La misère, nouveau visage de l’apartheid

Rédaction de la Revue Quart Monde

References

Electronic reference

Rédaction de la Revue Quart Monde, « La misère, nouveau visage de l’apartheid », Revue Quart Monde [Online], 162 | 1997/2, Online since , connection on 09 April 2020. URL : https://www.revue-quartmonde.org/656

Extraits p. 41 et 42 du Rapport final sur les droits de l’homme et l’extrême pauvreté, présenté par le Rapporteur spécial, M. Leandro Despouy, E/CN.4/Sub.2/1996/13, 28 juin 1996

186. L’une des principales difficultés rencontrées par le Rapporteur spécial dans l’élaboration de la présente étude a été, aussi paradoxal que cela puisse paraître, d’éviter que son attachement et sa fidélité à la description des faits - aussi utile qu’indispensable - ne trahissent le message transmis par ceux qui vivent dans une extrême pauvreté. Autrement dit, comment faire pour décrire avec véracité les conditions de vie lamentables, les souffrances et, surtout, la déchéance que la misère provoque chez les individus, sans en donner une version fataliste, laissant entendre que les personnes qui y sont tombées ne pourront jamais s’en sortir ou, pis encore, que leur déchéance est telle qu’elles ne sont déjà plus des êtres humains comme les autres, ce qui reviendrait à alimenter involontairement des arguments racistes ou xénophobes ? Dépeindre les aspects les plus terribles de la misère sans faire le jeu de ceux qui ont un regard discriminatoire à l’égard des plus pauvres devient ainsi un véritable dilemme.

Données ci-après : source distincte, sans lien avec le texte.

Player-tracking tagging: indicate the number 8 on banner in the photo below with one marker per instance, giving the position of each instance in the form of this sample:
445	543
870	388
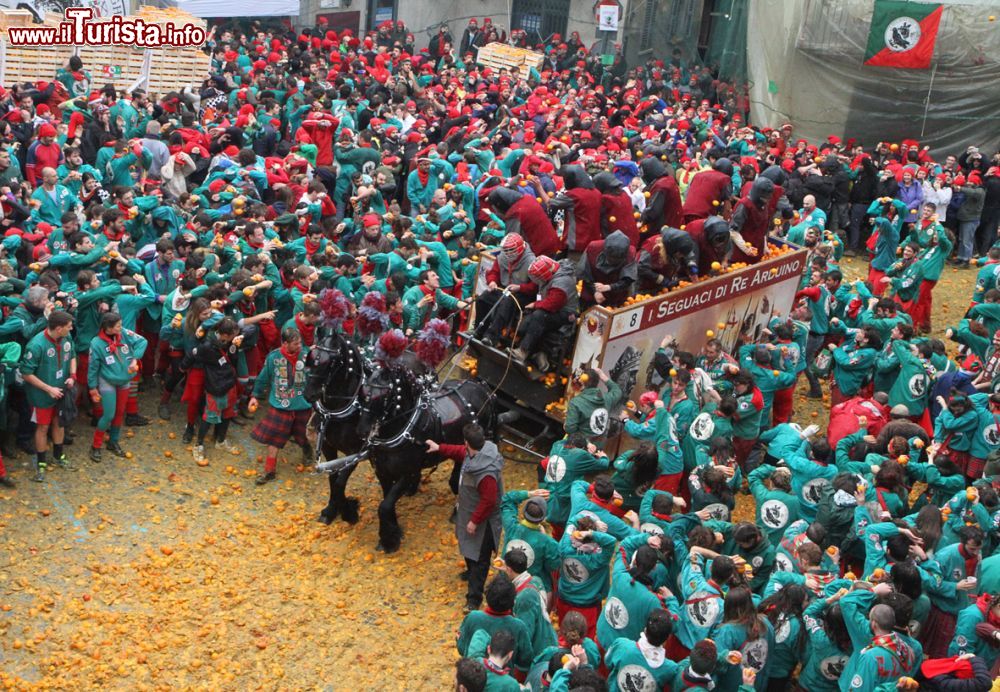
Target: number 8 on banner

187. Pour le résoudre, le Rapporteur spécial a décidé de prendre pour référence d’autres situations semblables faisant ressortir l’engrenage infernal des discriminations. Tel est le cas, par exemple, de l’apartheid. Comment le régime raciste et colonialiste de l’Afrique du Sud a-t-il pu justifier et mettre à exécution une politique d’exclusion sociale et de surexploitation de la population noire ? Le mécanisme dont il s’est servi pour atteindre des objectifs aussi ignobles consistait en une négation délibérée des droits économiques, sociaux, politiques et culturels de cette population, le fondement raciste (de sinistre mémoire) établi à cet effet permettant de refuser à celle-ci des conditions identiques à celles des autres humains. L’esclavage a produit un phénomène équivalent. Au-delà des motivations purement économiques et utilitaires des deux systèmes, les fondements idéologiques étaient semblables : l’esclave n’était pas considéré comme un être humain et, partant, était privé de tous les droits.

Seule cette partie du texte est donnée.